Given its incredibly low-calorie content, kale is among the most nutrient-dense foods. Eating more kale is a great way to dramatically increase the total nutrient content of your diet. Talking about this delicious recipe, Chef Saby said, “One of the easiest ways to add kale to your diet is by making a pesto out of it. It goes terrifically well with pasta, potatoes, sandwiches, and with any and everything which calls for pesto. The best part– unlike basil pesto, kale pesto doesn’t turn dark right away either. It stays vibrant green for days in the fridge.”
2 to 3 cloves garlic
3 cups kale (about 1 small bunch)
¾ cup toasted walnuts or pecans
2 tablespoons lemon juice (about 1 lemon)
¾ teaspoon sea salt
¼ teaspoon ground pepper
Red pepper flakes, optional
¼ cup extra-virgin olive oil (more if desired)

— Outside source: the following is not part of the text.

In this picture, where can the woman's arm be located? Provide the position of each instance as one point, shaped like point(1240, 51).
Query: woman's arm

Entirely optional: 1 cup grated Parmesan cheese
- In a food processor, add the peeled garlic cloves and process until the garlic is minced.
- Add the kale, walnuts, lemon juice, salt, and pepper.
- Turn on the food processor and drizzle in the oil.
- Process until the pesto reaches your desired consistency, stopping to scrape down the sides as necessary.
- Taste and add more lemon, salt, or pepper if necessary. (You can thin out the pesto with more oil, but if you’re serving with pasta, keep in mind that you can also thin it out with reserved pasta cooking water.)